NEW YORK -- "Ain't No Mo" combines several different genres. It's a biting satire about life in America after the presidency of Barak Obama that gets big laughs but also provokes much thought.
Producer Lee Daniels, best known for movies and for TV series like "Empire," is bringing the play to Broadway after a successful run downtown at The Public Theater in 2019.
Last week he gathered his cast together for the opening and entertainment reporter Sandy Kenyon was there at the Belasco Theatre.
"Ain't No Mo" is a series of vignettes that the New York Times has called "thrilling" if a bit "bewildering."
Cast member Ebony Marshall-Oliver explained it is based on a simple premise: "What would happen if the U.S. government gave every Black person in America a one-way ticket back to Africa."
Her co-star, Fedna Jacquet, explained further that, "if you don't go, you are transferred into a white person."
No wonder she was astonished at first when she learned of the bold idea.

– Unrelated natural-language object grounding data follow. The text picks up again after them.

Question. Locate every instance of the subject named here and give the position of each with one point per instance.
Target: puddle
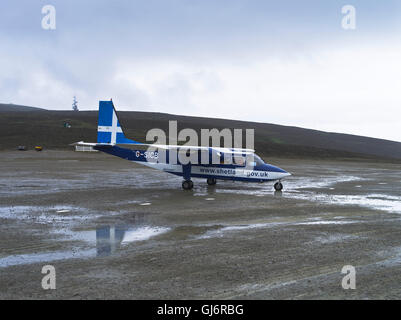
(21, 259)
(104, 241)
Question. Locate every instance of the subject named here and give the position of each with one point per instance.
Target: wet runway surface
(114, 229)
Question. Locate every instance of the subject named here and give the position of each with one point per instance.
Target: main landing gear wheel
(278, 186)
(211, 181)
(187, 184)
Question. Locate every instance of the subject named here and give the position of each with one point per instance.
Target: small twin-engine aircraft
(246, 165)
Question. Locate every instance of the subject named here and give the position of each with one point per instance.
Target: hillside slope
(46, 128)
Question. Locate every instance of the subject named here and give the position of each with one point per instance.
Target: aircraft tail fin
(109, 130)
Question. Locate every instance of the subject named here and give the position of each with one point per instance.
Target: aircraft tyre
(211, 181)
(278, 186)
(187, 184)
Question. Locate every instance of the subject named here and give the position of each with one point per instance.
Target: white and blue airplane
(111, 138)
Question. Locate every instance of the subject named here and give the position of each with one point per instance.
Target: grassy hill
(30, 127)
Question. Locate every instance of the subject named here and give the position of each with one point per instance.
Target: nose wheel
(278, 186)
(187, 184)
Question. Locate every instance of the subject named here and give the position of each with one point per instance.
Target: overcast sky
(284, 62)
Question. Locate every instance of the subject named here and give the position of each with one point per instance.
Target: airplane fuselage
(260, 172)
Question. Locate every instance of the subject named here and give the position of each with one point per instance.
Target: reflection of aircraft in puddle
(210, 163)
(108, 239)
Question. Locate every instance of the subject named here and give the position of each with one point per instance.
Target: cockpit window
(258, 160)
(239, 160)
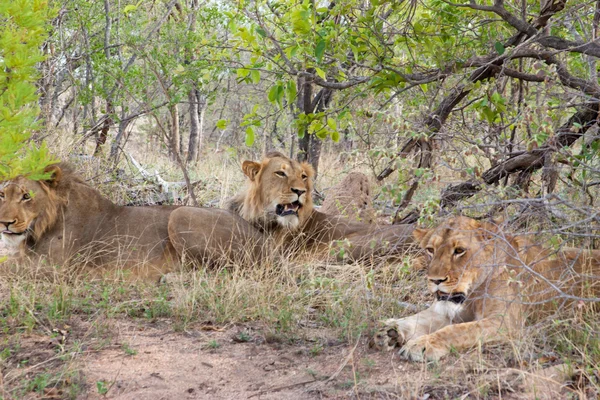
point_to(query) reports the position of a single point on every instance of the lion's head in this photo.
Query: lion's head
(29, 208)
(463, 253)
(279, 192)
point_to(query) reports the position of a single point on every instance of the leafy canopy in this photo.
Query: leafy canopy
(23, 30)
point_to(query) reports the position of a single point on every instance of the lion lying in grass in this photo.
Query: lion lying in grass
(278, 203)
(482, 280)
(62, 220)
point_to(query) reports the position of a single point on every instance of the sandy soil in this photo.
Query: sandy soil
(137, 359)
(183, 365)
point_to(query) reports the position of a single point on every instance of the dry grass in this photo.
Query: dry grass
(280, 297)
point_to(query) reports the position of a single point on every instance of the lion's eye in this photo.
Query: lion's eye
(458, 251)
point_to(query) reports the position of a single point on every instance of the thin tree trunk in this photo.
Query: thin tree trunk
(174, 139)
(194, 127)
(529, 161)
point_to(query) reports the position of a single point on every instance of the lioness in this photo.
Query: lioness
(63, 219)
(278, 202)
(482, 280)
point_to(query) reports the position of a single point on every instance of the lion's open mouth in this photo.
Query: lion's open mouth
(288, 209)
(456, 298)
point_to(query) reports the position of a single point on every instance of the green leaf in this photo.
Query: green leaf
(255, 76)
(319, 51)
(129, 8)
(499, 48)
(321, 73)
(301, 21)
(249, 136)
(242, 73)
(291, 91)
(272, 96)
(261, 32)
(335, 136)
(222, 124)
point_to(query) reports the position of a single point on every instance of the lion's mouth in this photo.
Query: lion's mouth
(456, 298)
(288, 209)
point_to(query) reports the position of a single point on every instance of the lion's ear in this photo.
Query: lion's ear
(421, 235)
(55, 175)
(308, 169)
(251, 169)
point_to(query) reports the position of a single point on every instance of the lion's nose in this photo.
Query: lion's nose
(438, 281)
(299, 192)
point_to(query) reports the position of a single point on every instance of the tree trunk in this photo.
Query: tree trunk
(529, 161)
(304, 105)
(194, 127)
(174, 139)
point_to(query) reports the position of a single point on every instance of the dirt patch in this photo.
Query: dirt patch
(350, 198)
(137, 359)
(154, 362)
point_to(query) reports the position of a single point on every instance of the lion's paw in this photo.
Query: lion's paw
(424, 348)
(389, 336)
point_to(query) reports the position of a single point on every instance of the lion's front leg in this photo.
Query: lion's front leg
(396, 332)
(462, 336)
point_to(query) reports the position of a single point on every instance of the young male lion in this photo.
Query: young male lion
(62, 219)
(278, 203)
(482, 280)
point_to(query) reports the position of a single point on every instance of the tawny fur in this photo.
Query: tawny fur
(315, 230)
(499, 274)
(62, 220)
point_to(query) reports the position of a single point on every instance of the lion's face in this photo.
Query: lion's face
(26, 208)
(461, 256)
(280, 191)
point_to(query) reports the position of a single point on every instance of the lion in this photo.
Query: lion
(62, 219)
(278, 203)
(484, 281)
(351, 197)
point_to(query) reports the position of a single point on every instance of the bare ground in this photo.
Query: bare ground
(131, 359)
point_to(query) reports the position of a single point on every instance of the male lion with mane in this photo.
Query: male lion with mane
(484, 281)
(278, 203)
(63, 219)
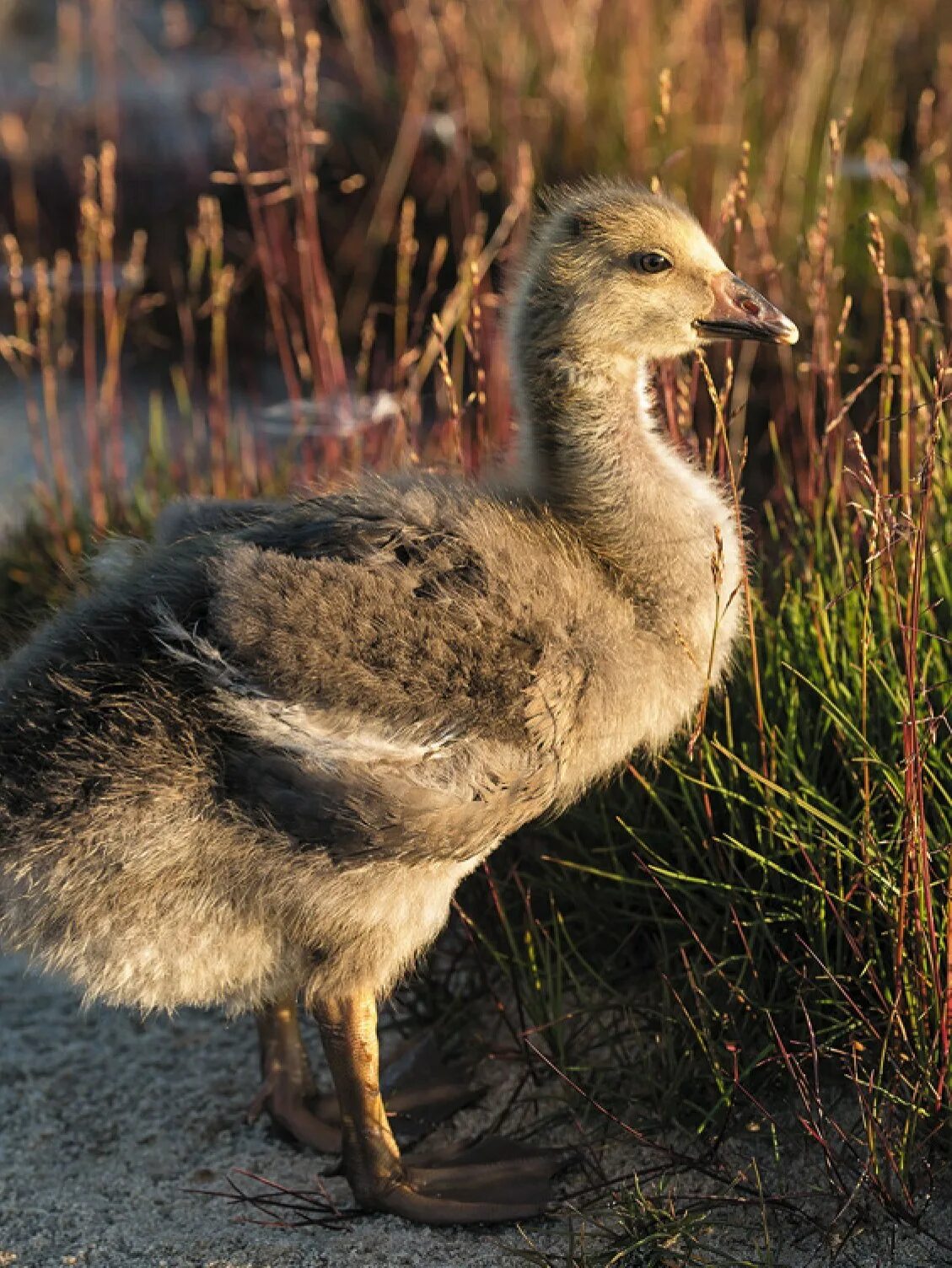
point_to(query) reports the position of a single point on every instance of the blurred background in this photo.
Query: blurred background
(232, 221)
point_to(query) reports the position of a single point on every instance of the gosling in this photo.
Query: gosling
(254, 766)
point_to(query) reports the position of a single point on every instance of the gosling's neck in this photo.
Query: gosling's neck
(594, 452)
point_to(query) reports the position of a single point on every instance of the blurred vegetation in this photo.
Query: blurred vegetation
(778, 887)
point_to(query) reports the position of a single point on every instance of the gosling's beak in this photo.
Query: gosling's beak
(742, 312)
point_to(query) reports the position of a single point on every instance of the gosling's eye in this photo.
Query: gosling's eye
(649, 261)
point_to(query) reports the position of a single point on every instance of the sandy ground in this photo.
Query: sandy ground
(105, 1121)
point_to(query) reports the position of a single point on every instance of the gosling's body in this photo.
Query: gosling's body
(256, 765)
(311, 728)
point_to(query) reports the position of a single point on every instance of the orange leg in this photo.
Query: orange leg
(485, 1185)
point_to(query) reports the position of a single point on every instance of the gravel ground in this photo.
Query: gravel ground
(105, 1121)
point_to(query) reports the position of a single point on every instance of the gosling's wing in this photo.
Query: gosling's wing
(378, 677)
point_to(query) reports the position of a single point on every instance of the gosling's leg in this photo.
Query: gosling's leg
(288, 1091)
(422, 1091)
(490, 1183)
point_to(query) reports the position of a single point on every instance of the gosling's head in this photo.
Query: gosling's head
(617, 274)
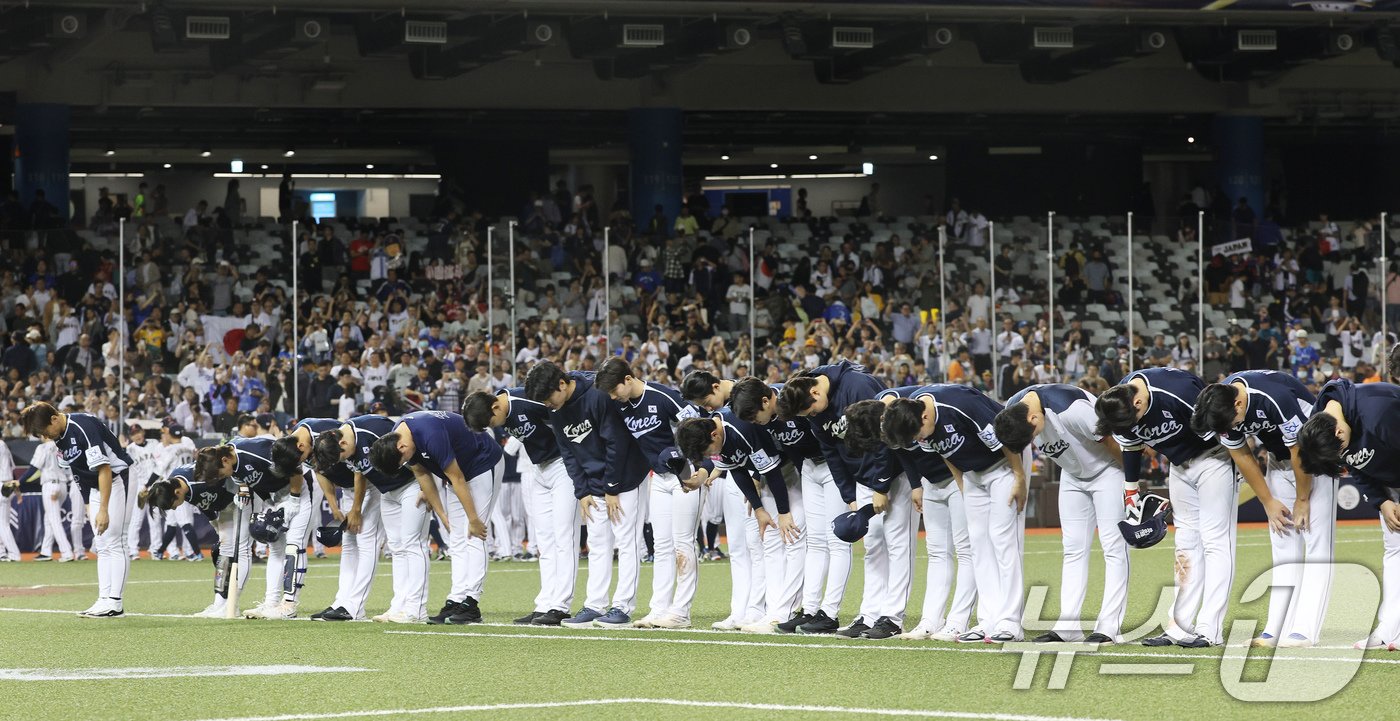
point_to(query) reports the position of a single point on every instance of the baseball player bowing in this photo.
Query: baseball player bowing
(956, 423)
(550, 508)
(179, 489)
(1152, 408)
(608, 475)
(1354, 427)
(945, 524)
(286, 518)
(821, 396)
(438, 444)
(828, 557)
(748, 585)
(1271, 408)
(88, 448)
(394, 501)
(1059, 419)
(651, 412)
(746, 451)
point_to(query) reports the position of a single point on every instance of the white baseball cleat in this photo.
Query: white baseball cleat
(760, 627)
(948, 633)
(1369, 643)
(919, 633)
(214, 611)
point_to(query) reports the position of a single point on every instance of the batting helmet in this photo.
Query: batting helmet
(268, 525)
(1147, 521)
(331, 535)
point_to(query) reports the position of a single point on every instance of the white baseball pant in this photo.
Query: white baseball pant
(552, 514)
(53, 531)
(1084, 506)
(1204, 508)
(359, 553)
(675, 570)
(748, 592)
(828, 557)
(997, 532)
(468, 552)
(784, 564)
(949, 557)
(406, 527)
(109, 545)
(1302, 560)
(508, 518)
(297, 514)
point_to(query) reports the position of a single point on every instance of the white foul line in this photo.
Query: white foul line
(163, 672)
(1277, 655)
(917, 713)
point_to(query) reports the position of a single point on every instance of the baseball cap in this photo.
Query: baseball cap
(851, 525)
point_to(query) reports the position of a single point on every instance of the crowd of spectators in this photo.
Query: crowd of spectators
(406, 317)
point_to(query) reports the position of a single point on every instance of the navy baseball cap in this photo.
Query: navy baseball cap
(851, 525)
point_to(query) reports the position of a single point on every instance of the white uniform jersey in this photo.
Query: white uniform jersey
(144, 461)
(1068, 436)
(174, 455)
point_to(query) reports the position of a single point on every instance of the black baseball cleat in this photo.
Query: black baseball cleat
(448, 609)
(885, 627)
(790, 626)
(549, 618)
(466, 612)
(819, 623)
(854, 630)
(1197, 641)
(336, 613)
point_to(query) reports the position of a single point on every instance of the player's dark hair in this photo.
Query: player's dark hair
(795, 396)
(693, 438)
(325, 451)
(478, 410)
(697, 384)
(1115, 410)
(863, 426)
(1214, 409)
(384, 454)
(161, 494)
(207, 462)
(542, 381)
(286, 459)
(746, 396)
(1012, 427)
(611, 374)
(902, 422)
(1319, 450)
(37, 416)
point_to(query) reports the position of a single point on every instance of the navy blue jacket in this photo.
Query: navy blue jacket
(850, 382)
(1374, 454)
(1278, 405)
(748, 450)
(368, 429)
(598, 450)
(528, 422)
(963, 431)
(1166, 426)
(86, 445)
(653, 420)
(441, 437)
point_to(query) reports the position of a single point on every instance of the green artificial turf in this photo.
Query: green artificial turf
(499, 664)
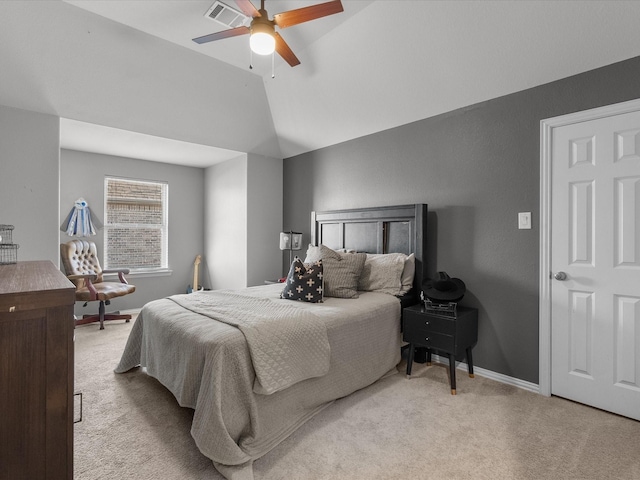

"I read the script and I was like 'what?' And, I came into the auditions, I was like, 'what are we doing guys?'" Jacquet said.
At the performance Kenyon attended, Jacquet sat in his lap before taking the stage for the first time.
Jacquet explained the audience is allowed to talk back, they're allowed to laugh, they're allowed to stand up and dance."
The play was conceived and written by Jordan E. Cooper.
"We are really just ripping up the ground of the stage," he said. "And breaking the convention of what traditional theater and traditional Broadway is."
He also plays Peaches, the flight attendant who is easing the way for the flight to Africa.
Marchant Davis has the first lines in the first scene of "Ain't No Mo," but back in 2019 he was in the audience at the Public Theater.
"It's like one of those things where you see it, and you're like, 'I need to sit down for a moment,'" Davis said.
He suggested it could be part of a larger trend toward greater diversity on Broadway.
"I mean right down the street we got 'Death of a Salesman' and 'Piano Lesson' is happening, I mean those are revivals of plays," Davis said. "I would like to see more plays like this, but I think this is opening the door for that."